Dabei ist Wasser die Substanz, von der es auf der Erde am meisten gibt, aber nur 2,53 Prozent davon sind Süßwasser, von denen wiederum zwei Drittel in Gletschern und dauerhaften Schneeflächen gebunden sind.
Von Wassermangel sind die Bewohner der ärmsten Weltregionen besonders hart betroffen. Das UN-Entwicklungsprogramm (UNDP) fordert die Anerkennung eines Grundrechts auf 20 Liter sauberes Wasser pro Person und Tag, kostenlos für die Ärmsten. Die UN haben sich außerdem in den Millenniumszielen dazu verpflichtet, bis 2015 den Anteil der Menschen zu halbieren, die kein sauberes Trinkwasser haben. Von beiden Zielen sind wir weit entfernt.
Wegen Wassermangel gehen weltweit an die 450 Millionen Schultage pro Jahr verloren. Afrika verliert dadurch jedes Jahr 5 Prozent seines Bruttoinlandprodukts. Der erste UN-Weltwasserbericht (2003) konstatiert: »Es wird auf brutale Weise klar, dass die wirklich Armen unter einer Kombination der meisten, wenn nicht gar aller Probleme im Wassersektor leiden.«
In den ländlichen Gebieten würde eine bessere Wasserversorgung 850 Millionen der von Unterernährung und den Folgen des Klimawandels betroffenen Menschen helfen. Die UN fordern alle Staaten auf, dem Wasserproblem oberste Priorität einzuräumen, und verlangen zusätzliche Hilfen von 4 Milliarden Dollar.
Ein Hauptgrund für den Mangel ist die rasante und ungeplante Urbanisierung. Brot für die Welt rechnet vor, dass die städtische Bevölkerung pro Jahr weltweit um 60 Millionen Menschen wächst. Von den heute 25 Städten mit mehr als 10 Millionen Einwohnern liegen nur drei in Industrieländern.
Durch marode Leitungen gehen in Entwicklungsländern 30 bis 40 Prozent des Wassers verloren. Unter Neu-Delhi, Jakarta, den Städten Lateinamerikas und Chinas sinkt der Grundwasserspiegel jährlich um einen Meter. Wasserversorgung und Abwassersysteme kommen mit dem Wachstum der Städte nicht mit, schon gar nicht in den Slums.

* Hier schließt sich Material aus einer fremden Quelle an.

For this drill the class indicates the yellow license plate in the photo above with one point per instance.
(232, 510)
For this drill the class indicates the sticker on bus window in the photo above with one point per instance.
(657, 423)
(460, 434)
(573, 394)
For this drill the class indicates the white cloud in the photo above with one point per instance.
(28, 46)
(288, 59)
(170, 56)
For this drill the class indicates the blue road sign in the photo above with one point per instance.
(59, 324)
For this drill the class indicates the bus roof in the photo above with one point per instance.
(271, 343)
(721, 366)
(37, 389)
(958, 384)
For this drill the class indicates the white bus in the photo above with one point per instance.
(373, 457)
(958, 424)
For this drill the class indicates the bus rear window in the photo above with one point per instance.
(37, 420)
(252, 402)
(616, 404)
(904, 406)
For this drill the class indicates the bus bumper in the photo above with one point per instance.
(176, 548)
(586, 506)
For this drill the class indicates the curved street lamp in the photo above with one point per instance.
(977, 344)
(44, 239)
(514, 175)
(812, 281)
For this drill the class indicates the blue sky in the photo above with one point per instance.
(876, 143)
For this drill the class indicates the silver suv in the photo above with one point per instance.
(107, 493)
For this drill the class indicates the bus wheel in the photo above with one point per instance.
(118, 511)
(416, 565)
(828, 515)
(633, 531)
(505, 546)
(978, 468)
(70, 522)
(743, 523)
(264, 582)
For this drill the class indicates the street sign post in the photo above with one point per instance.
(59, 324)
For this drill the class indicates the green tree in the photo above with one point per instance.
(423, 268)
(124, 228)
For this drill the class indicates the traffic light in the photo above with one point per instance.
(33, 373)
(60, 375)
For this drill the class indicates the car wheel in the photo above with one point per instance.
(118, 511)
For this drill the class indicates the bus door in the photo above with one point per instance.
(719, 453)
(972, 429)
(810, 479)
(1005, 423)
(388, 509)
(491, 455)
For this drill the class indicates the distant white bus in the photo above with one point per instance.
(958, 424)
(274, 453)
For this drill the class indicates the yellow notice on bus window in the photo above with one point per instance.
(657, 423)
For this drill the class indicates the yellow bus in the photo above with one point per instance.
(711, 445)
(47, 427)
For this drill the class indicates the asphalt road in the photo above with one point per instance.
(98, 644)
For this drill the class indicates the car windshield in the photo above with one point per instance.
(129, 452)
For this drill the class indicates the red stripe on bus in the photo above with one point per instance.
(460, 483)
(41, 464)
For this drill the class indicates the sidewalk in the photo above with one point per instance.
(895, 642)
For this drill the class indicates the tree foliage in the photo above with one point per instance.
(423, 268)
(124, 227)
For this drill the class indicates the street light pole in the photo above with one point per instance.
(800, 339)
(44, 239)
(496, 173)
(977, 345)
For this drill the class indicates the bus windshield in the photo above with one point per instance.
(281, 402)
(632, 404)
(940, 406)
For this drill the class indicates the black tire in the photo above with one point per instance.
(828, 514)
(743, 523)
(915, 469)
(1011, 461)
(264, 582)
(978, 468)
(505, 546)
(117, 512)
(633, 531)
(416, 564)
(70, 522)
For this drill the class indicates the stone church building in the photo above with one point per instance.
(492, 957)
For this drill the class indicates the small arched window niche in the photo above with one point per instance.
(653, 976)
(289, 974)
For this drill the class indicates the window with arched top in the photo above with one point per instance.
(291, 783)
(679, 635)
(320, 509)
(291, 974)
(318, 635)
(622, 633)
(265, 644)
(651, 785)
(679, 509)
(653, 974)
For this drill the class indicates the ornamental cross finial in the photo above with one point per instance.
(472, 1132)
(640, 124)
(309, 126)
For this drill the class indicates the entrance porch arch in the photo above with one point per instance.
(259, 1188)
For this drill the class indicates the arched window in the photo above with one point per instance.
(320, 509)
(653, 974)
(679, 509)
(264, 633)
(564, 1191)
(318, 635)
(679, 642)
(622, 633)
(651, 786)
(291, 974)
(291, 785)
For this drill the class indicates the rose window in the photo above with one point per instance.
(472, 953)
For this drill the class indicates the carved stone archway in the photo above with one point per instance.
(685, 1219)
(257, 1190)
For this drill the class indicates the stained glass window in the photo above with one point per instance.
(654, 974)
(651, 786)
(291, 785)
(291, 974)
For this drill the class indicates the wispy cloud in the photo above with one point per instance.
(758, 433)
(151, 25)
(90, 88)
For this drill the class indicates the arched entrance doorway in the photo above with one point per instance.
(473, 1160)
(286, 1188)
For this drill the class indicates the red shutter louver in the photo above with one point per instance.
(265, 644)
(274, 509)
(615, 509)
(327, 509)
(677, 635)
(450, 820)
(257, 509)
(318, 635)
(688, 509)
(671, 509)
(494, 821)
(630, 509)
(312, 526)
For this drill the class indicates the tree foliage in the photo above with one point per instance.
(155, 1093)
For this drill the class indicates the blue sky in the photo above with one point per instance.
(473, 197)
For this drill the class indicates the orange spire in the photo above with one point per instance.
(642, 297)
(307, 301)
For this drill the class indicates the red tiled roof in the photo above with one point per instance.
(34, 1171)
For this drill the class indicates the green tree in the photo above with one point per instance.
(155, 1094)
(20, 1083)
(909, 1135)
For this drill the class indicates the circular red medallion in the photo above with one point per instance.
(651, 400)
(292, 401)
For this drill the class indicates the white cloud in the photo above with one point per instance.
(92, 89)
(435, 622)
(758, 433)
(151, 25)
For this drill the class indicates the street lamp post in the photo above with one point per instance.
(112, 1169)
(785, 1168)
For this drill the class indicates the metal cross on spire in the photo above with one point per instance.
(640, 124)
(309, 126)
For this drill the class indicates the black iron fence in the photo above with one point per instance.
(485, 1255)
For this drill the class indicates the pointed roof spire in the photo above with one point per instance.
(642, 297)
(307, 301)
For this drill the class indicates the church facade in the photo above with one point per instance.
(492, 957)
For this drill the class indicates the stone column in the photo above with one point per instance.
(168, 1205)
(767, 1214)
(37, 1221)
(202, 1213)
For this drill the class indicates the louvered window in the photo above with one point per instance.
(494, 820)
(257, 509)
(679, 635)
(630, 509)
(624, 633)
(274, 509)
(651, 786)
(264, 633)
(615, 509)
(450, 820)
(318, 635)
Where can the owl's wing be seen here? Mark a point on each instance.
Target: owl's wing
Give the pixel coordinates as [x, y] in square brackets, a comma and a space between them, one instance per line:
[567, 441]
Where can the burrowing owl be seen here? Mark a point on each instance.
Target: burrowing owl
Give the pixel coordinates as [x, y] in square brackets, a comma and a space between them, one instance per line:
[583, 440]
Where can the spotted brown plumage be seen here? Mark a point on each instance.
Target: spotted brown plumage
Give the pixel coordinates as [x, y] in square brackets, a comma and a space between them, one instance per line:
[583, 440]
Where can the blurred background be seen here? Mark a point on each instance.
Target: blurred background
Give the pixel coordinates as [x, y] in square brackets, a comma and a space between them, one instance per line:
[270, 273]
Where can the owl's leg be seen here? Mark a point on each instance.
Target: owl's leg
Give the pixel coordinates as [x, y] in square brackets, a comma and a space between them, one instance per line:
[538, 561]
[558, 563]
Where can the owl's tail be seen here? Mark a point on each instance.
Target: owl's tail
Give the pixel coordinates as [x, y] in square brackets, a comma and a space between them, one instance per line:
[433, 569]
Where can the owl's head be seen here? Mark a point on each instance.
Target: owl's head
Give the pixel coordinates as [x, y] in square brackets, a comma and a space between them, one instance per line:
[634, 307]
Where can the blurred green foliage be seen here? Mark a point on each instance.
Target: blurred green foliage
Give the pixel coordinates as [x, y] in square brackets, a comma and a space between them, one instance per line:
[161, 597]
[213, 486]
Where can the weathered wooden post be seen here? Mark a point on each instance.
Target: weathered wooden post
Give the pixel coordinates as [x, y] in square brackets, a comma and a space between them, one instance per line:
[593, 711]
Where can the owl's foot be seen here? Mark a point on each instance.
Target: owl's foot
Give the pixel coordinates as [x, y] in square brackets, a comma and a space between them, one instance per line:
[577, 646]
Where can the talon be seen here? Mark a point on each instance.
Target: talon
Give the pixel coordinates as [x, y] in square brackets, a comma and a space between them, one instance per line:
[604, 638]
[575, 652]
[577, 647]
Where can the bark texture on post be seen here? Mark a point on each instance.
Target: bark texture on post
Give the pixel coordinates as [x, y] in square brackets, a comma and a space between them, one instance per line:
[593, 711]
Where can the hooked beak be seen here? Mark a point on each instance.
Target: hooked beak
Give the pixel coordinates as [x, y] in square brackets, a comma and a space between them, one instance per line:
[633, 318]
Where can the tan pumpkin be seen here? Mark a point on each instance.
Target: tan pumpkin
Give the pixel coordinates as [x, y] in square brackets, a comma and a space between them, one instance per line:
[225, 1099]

Der katastrophale Wassermangel ist vor allem ein politisches Problem. Im zweiten Weltwasserbericht von 2006 heißt es: »Wassermangel ist oft auf Missmanagement, Korruption, das Fehlen angemessener Institutionen, Behördenträgheit und mangelnde Investitionen in Menschen und Infrastruktur zurückzuführen.«
Obwohl Wasser der Schlüssel zur sozialen und ökonomischen Entwicklung ist, berücksichtigen die wenigsten armen Länder das Thema in ihren Haushaltsplanungen. Pakistan etwa gibt fünfzigmal so viel Geld für Militär aus wie für Investitionen in die Wasserversorgung. Immerhin haben einige schnell wachsende Entwicklungsländer wie Brasilien, China und Indien das Problem inzwischen erkannt. Initiativen wie die Nutzung von Regenwasser für die Landwirtschaft könnten Vorbild für andere Staaten sein.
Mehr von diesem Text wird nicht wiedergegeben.